On the other side, polymorphisms in downstream genes (such as metalloproteinase and osteoclastogenesis), whose products present a narrow action in the pathways involved in periodontal tissue destruction, would play a minor role (or even do not play a significant role) in the development of periodontal diseases [28]. For the development of AP, low interleukin-10 levels lead to an enhanced release of pro-inflammatory cytokines, such as tumor necrosis factor-alpha, which have been implicated in alveolar bone loss [29, 58].

Study limitations

There are some limitations in the present study. Only two studies included in this meta-analysis (11.7%) were from the Asia population. A small sample size in the Asian population subgroup analyses may not be the representative of the population. Hence, a selection bias with geographical imbalance is a concern. Our analysis was done with the unadjusted raw data provided in the primary studies, in which patients might have some common factors (i.e. age, gender, diets, smoking habits, diabetes). An earlier meta-analysis had highlighted that the inclusion of both smoking and non-smoking subjects in the primary studies can be an additional source of variability [54]. Stratified analysis by age group, smoking habits, oral hygiene habits or presence of comorbidity were not possible due to limited data. Hence, the findings could be confounded with these common factors. A stratification analysis on − 1082 A > G in the CP patients documented that the estimates could vary with the type of diagnosis criteria. If cases and controls have been genotyped in separate batches in the primary studies, differential misclassification of exposure is a concern. The sample sizes in most of the included studies were relatively small and were under power to detect statistically significant differences between the cases and controls. Meta-analysis, however, is a retrospective synthesis of published studies and power analysis is not applicable and type II errors are expected to be less common in a meta-analysis than in single studies [18, 19]. The manifestation of many systemic diseases which may lead to compromised host function should also be considered. For example, diabetes and rheumatoid arthritis are examples of diseases which may have a genetic component and may have enhanced periodontal breakdown as a secondary feature. In the presence of publication bias in this analysis, non-published studies and/or studies in other language might have been missed in the current review. Moreover, there might be some extent of interaction with IL10 (− 1082 A > G, − 819 C > T, IL10 592 A > C) and other genes (gen-gen interaction/synergism). Hence, findings in the current meta-analysis should be interpreted with caution.

Implications

Interventions with the manipulation of anti-inflammatory cytokines have been suggested as adjuvants for treating periodontal disease.
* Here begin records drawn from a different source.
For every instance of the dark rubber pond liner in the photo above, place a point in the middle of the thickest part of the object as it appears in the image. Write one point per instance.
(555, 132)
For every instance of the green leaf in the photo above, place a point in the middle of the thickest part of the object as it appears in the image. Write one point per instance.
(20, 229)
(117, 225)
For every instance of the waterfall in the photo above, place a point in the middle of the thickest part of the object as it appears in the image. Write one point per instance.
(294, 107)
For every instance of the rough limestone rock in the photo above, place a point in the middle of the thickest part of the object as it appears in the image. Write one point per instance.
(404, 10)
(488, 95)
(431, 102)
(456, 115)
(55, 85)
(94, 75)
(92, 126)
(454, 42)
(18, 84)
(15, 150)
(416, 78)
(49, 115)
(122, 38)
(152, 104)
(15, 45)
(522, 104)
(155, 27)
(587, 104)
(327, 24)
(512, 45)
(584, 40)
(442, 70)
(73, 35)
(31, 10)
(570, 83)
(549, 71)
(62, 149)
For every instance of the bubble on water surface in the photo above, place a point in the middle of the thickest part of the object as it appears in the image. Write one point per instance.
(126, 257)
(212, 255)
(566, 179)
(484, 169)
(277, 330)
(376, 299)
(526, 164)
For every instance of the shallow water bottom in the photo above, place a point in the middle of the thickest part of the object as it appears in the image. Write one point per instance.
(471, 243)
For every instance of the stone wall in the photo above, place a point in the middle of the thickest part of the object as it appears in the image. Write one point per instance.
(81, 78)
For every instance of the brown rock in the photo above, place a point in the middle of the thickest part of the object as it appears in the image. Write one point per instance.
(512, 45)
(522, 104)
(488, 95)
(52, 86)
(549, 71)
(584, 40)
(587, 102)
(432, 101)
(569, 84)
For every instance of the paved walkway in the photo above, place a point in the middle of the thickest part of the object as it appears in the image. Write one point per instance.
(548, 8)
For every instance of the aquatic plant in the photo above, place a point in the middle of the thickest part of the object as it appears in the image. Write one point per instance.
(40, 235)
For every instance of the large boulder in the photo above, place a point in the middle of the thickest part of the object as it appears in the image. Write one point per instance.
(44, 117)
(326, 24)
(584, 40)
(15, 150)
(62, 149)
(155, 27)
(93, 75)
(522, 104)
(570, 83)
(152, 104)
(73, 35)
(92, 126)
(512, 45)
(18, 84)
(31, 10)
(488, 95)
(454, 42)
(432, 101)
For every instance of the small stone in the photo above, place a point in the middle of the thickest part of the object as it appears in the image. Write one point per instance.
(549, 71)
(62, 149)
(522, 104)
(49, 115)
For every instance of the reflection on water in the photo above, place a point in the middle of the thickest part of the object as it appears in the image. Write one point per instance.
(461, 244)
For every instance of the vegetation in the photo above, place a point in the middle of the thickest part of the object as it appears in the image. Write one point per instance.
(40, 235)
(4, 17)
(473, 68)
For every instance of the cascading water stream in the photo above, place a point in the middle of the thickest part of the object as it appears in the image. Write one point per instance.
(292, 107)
The efficacy of anti-cytokine biotherapies in patients with inflammatory diseases is a proof that blocking the effects of a cytokine can slow down the disease process [59]. Investigating the association of the IL10 gene polymorphisms with periodontitis susceptibility may promote our understanding of its pathogenesis and explain individual differences in the risk.

Conclusions

Findings suggest that the IL10–1082 A > G polymorphism was associated with CP risk in non- Asians. To further establish the associations between IL10 (819 C > T, 592 A > C), future studies with larger sample sizes and multi-ethnic sample groups more with Asian population are required.